Abstract
At a glance, the relationship between my technical work and my STS research may seem non-existent. This is largely due to the fact that capstone projects are assigned based on preferences for systems engineering majors. Although healthcare is a captivating area of study, I knew I did not want to spend a year working on two projects within the same industry. Consequently, I choose to focus my STS research on an industry I interact with almost daily: online thrifting. Despite the difference in work, both projects are connected through a shared emphasis on optimization and efficiency. My capstone project is centered around improving hospital scheduling efficiency, while my STS research explores how optimization impacts outcomes across the socio-technical system that is online thrifting platforms. The connection between the projects deepens in how they both treat optimization not just as a technical objective, but as a value built into a system design. While my capstone demonstrates the benefits of efficiency in healthcare, my STS research shows its consequences in consumer platforms with conflicting priorities. Taken together, these projects pushed me to see optimization not as inherently beneficial, but instead as a value-laden choice whose impact depends on the goals and interests driving it.
Surgery is a cornerstone of modern healthcare, with the operating room (OR) being one of the most resource intensive units within a hospital. Since surgeries account for a substantial portion of hospital revenue, accurate prediction of surgery durations and efficient OR scheduling are critical to minimize delays for patients, as well as to reduce staff overtime and OR idle time. However, OR scheduling is complex due to variability including patient history, unforeseen complications, and emergency cases that can disrupt planned schedules. This complexity is compounded by the current OR scheduling approach, which remains a highly manual process driven largely by human decision-making and simple statistical averages. The goal of my team’s capstone project was to develop a model that improves elective surgery duration predictions by identifying patterns from historical data provided by the UVA Department of Surgery. Given the large number of unique surgeries, data was clustered to gain greater insights into underlying patterns. Using this processed data, we developed XGBoost and Random Forest models that identify the most influential variables affecting surgery duration and improve time estimates for future procedures. Preliminary models showed a nearly 40-minute improvement in Root Mean Squared Error (RMSE) for time prediction, a 59% decrease from the current prediction method.

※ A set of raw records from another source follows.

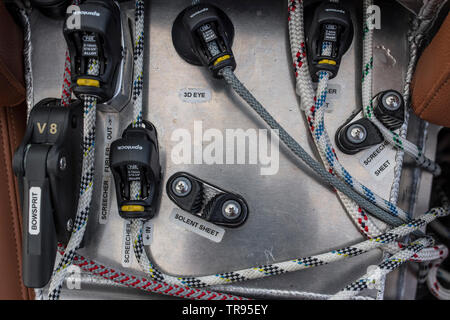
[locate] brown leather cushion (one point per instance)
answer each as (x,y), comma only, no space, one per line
(431,83)
(12,126)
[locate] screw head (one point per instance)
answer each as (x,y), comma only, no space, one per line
(63,163)
(231,209)
(181,186)
(356,133)
(392,101)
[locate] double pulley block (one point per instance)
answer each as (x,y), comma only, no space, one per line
(355,136)
(207,201)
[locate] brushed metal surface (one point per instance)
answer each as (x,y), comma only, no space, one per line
(292,214)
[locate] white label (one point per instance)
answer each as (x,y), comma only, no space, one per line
(147,236)
(195,95)
(107,176)
(197,225)
(106,203)
(378,160)
(34,211)
(127,247)
(334,93)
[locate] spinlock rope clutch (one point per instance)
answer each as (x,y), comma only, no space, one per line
(95,32)
(329,36)
(135,158)
(48,166)
(206,200)
(203,34)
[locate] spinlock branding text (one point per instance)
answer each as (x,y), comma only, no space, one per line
(137,147)
(234,146)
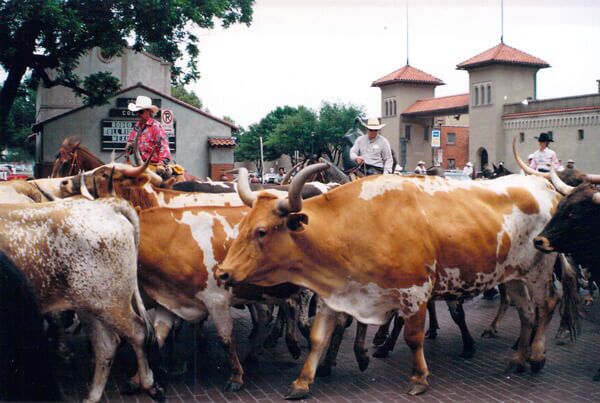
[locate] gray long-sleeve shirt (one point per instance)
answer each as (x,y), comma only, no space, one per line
(376,152)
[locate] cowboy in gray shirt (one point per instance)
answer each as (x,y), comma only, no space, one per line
(373,149)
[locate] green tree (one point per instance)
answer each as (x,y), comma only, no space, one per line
(335,119)
(189,97)
(19,122)
(297,131)
(248,143)
(43,35)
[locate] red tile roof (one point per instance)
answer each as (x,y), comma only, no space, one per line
(221,142)
(556,111)
(407,74)
(502,54)
(451,102)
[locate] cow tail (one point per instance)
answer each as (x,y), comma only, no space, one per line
(569,309)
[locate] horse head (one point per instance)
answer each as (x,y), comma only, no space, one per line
(72,158)
(65,163)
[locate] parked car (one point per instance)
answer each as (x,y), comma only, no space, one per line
(456,175)
(7,173)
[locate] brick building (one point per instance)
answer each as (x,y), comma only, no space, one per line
(479,126)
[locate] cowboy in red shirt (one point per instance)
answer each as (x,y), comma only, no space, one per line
(151,132)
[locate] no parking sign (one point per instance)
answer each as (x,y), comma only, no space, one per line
(167,117)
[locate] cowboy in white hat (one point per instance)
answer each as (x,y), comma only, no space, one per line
(420,169)
(544,158)
(151,134)
(468,169)
(570,164)
(373,150)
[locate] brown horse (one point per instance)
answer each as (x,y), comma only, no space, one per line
(73,158)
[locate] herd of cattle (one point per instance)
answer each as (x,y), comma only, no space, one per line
(372,249)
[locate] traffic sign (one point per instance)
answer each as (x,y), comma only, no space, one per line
(436,138)
(167,117)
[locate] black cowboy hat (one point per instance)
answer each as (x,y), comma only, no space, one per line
(544,137)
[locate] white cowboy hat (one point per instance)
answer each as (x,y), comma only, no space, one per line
(142,102)
(372,124)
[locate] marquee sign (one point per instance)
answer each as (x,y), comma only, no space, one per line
(113,134)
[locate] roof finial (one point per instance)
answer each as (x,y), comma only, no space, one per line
(501,21)
(407,63)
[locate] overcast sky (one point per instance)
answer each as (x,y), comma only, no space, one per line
(302,52)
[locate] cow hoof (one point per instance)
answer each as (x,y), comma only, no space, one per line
(563,336)
(515,367)
(294,350)
(271,341)
(157,393)
(468,354)
(176,370)
(296,393)
(130,388)
(417,389)
(489,334)
(381,352)
(232,386)
(250,359)
(380,338)
(537,366)
(363,362)
(431,334)
(324,371)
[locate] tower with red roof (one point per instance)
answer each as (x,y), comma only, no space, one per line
(498,76)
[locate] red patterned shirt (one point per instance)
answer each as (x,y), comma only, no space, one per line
(152,135)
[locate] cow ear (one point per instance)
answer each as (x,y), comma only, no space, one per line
(295,221)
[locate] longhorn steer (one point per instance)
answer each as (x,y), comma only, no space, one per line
(190,247)
(423,237)
(575,228)
(81,255)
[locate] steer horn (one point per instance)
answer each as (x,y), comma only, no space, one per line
(83,188)
(561,186)
(137,157)
(293,204)
(524,166)
(137,171)
(592,178)
(244,191)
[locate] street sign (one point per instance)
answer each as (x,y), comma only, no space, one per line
(113,134)
(436,138)
(167,117)
(124,102)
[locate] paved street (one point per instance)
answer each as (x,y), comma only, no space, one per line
(566,377)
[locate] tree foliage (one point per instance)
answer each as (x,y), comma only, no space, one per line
(288,129)
(52,35)
(18,127)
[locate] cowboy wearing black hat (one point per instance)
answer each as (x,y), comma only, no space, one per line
(544,159)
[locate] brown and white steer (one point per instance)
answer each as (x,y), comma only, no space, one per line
(82,255)
(189,246)
(35,191)
(387,243)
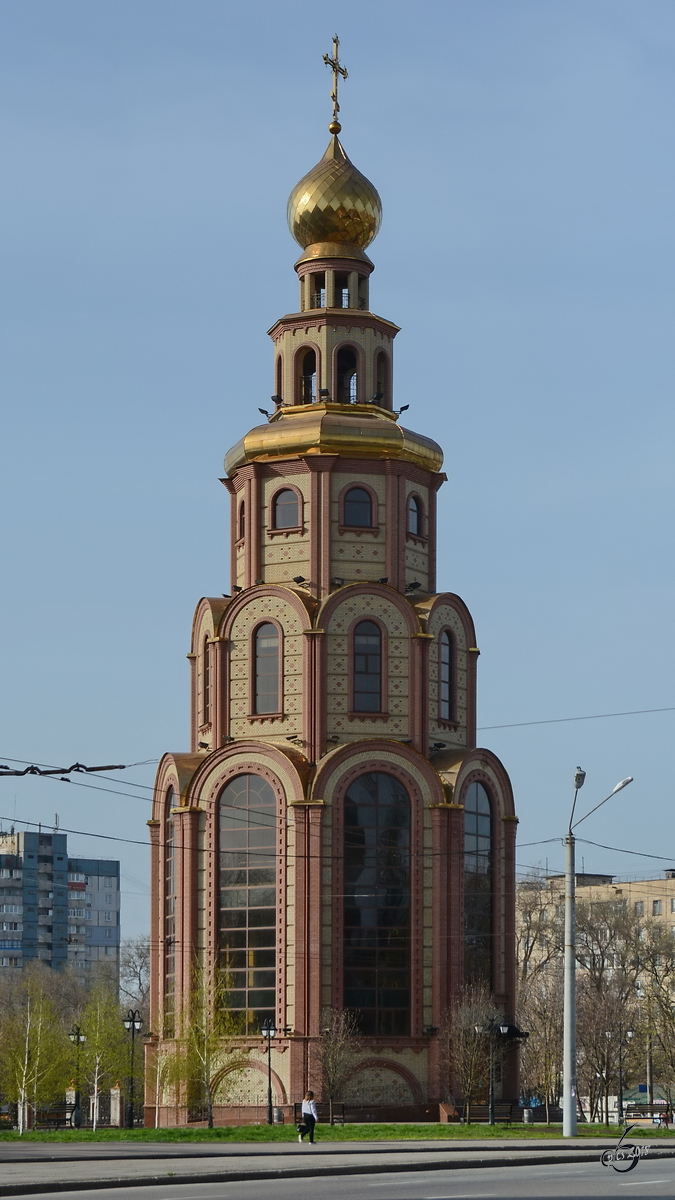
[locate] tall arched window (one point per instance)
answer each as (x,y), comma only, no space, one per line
(358,508)
(248,899)
(267,669)
(446,677)
(377,925)
(368,667)
(347,387)
(286,510)
(477,886)
(308,378)
(169,917)
(414,515)
(205,682)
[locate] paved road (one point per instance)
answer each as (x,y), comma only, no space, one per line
(571,1181)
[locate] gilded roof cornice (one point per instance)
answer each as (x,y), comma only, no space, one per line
(353,431)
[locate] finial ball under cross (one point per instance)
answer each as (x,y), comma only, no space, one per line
(338,70)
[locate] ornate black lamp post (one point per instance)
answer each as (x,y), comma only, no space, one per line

My STS research investigates an application of optimization in a different corner of modern technology. In recent years, thrifting platforms like Depop have emerged as major players in the online fashion industry by positioning secondhand shopping as a more sustainable and ethical alternative to fast fashion. However, through a comparative platform analysis of Depop and Shein, my analysis reveals that Depop's platform design shares substantial similarities with the fast fashion platforms Depop opposes. Both platforms use personalized feeds, infinite scroll, trend curation, and urgency mechanics in hopes of optimizing the browsing into purchasing rates. After observing these similarities alongside respective brand messaging, it is clear the primary difference lies not in structure, but in the framing. Shein emphasizes affordability and accessibility, while Depop emphasizes its sustainability and environmental impact. Applying the Social Construction of Technology (SCOT) framework, my research also argues that this convergence reflects design processes shaped by competing interests, which ultimately settle around a singular goal that accelerates consumption. My STS research shows how optimization logic, when driven by profit rather than stated mission, can quietly undermine a platform's core values and the quality of its sustainability claims.
Working on both these projects simultaneously was valuable because it led me to view optimization from both a technical and a big picture perspective at the same time. If I had completed each project in isolation, I would have been more likely to treat optimization in my capstone as strictly a performance goal (accuracy and efficiency), without questioning the broader implications of it. Conversely, my STS research may have remained more theoretical, critiquing platform design without truly understanding why optimization was implemented and in real systems. Exploring optimization across two unrelated fields also helped me reinforce the idea that the outcomes of efficiency-driven systems depend heavily on the values, interests, and goals of the people behind them. All in all, the two projects tell a more complete story about systems thinking, showing optimization's potential with its shortcomings. As a systems engineer, this is a distinction I hope to carry forward. Developing technology well means not only optimizing for performance but being intentional about the people and purposes that the design is meant to serve.